Princes Highway to Geelong, then Surf Coast Highway south to Torquay (~90 minutes from the CBD). Start the trail at the Torquay Hotel and pick up the Saturday lunch slot as written. Returning Sunday, the inland route via Forrest, Colac and the Princes Highway is the faster Melbourne-bound drive than retracing the Great Ocean Road. Geelong day trip from Melbourne →
The fallback is to push the overnight back to Torquay or Aireys Inlet and treat Apollo Bay as a Sunday-only day trip from the closer base. The Torquay Hotel has rooms on-site; the Aireys Inlet accommodation cluster is well-served by short-stay rentals around the pub. Either way the Sunday Apollo Bay leg works as a 1-hour drive in, the Top/Bottom Pub lunch loop, and the drive home from there — losing the foreshore-overnight character but keeping the Top/Bottom Pub pair intact. Pub accommodation guide →
Surf Coast Weekend Tips
- Book the Apollo Bay overnight first. Both the Apollo Bay Hotel and the Great Ocean Road Brewhouse have rooms above the pub and both fill earliest through summer, Easter, and the spring/autumn long weekends. Lock the bed before you plan the meals — the rest of the trail rearranges around whichever room you secure. Three to four weeks out is the safe lead time.
- Drive the Great Ocean Road in daylight where possible. The Aireys-to-Apollo Bay stretch through Lorne and Kennett River is the cliff-edge section — fine in daylight, slower and tighter at night with wildlife near the road. A 6pm dinner at Aireys puts you on the road through Lorne in summer evening light; a winter trail is better with the dinner pulled forward to 5pm.
- Top Pub vs Bottom Pub is a real local distinction. If a local recommends "the Top Pub" they mean the Great Ocean Road Brewhouse; "the Bottom Pub" means the Apollo Bay Hotel. The nicknames refer to the position on the main road through town. Knowing the local names makes navigation easier when you ask for directions or talk to staff.
- Phone direct for the bay-view tables. Online booking systems at both Apollo Bay venues don't always reveal which tables have the ocean view.

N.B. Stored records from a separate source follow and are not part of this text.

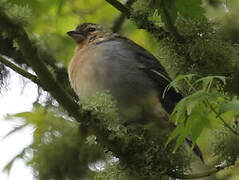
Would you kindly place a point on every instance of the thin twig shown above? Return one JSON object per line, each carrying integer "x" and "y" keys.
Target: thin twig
{"x": 200, "y": 175}
{"x": 19, "y": 70}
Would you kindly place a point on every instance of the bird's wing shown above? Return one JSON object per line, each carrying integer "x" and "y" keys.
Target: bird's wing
{"x": 155, "y": 71}
{"x": 152, "y": 68}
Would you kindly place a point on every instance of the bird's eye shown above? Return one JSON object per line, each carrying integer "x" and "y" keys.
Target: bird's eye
{"x": 91, "y": 29}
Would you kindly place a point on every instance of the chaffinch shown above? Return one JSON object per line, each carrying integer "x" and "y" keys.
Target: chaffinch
{"x": 107, "y": 61}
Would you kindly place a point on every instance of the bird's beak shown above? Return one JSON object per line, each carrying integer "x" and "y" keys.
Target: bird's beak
{"x": 76, "y": 35}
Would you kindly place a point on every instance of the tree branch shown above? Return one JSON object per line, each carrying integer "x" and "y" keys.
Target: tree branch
{"x": 32, "y": 57}
{"x": 120, "y": 20}
{"x": 170, "y": 25}
{"x": 19, "y": 70}
{"x": 200, "y": 175}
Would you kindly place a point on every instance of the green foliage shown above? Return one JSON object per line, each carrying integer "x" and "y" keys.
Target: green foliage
{"x": 226, "y": 144}
{"x": 57, "y": 149}
{"x": 228, "y": 106}
{"x": 103, "y": 106}
{"x": 194, "y": 113}
{"x": 145, "y": 156}
{"x": 206, "y": 51}
{"x": 18, "y": 14}
{"x": 112, "y": 171}
{"x": 190, "y": 8}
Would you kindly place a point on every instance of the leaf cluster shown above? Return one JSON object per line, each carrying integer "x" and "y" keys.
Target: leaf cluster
{"x": 57, "y": 150}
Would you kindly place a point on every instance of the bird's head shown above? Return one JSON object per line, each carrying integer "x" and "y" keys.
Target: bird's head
{"x": 87, "y": 31}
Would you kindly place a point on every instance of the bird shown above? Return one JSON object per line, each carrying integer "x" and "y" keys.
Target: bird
{"x": 104, "y": 60}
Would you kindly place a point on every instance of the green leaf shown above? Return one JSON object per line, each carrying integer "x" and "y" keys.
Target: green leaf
{"x": 169, "y": 6}
{"x": 228, "y": 106}
{"x": 16, "y": 129}
{"x": 207, "y": 81}
{"x": 190, "y": 8}
{"x": 191, "y": 117}
{"x": 60, "y": 6}
{"x": 8, "y": 167}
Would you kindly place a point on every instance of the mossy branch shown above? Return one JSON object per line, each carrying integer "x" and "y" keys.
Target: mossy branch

A direct phone call on Saturday gets the bay-window seat that the online form would never have offered. The same rule applies at Torquay Hotel for the beer garden tables.
- Inland return route is the faster Sunday drive. The Great Ocean Road back through Lorne is the prettier drive home; the inland route via Forrest, Birregurra and the Princes Highway is around 30 minutes faster and easier on tired-end-of-weekend drivers. Pick the prettier route on the way out, the faster route on the way home.
- The trail works in reverse for Great Ocean Road Touring Route visitors. Travelling east along the Great Ocean Road from Warrnambool or further west, reverse the order: Apollo Bay Hotel for the welcome-to-the-coast lunch, Aireys Pub for the overnight, Torquay Hotel for the gateway-into-Geelong lunch on the way out of the coast. The five-pub trail reads the same in either direction.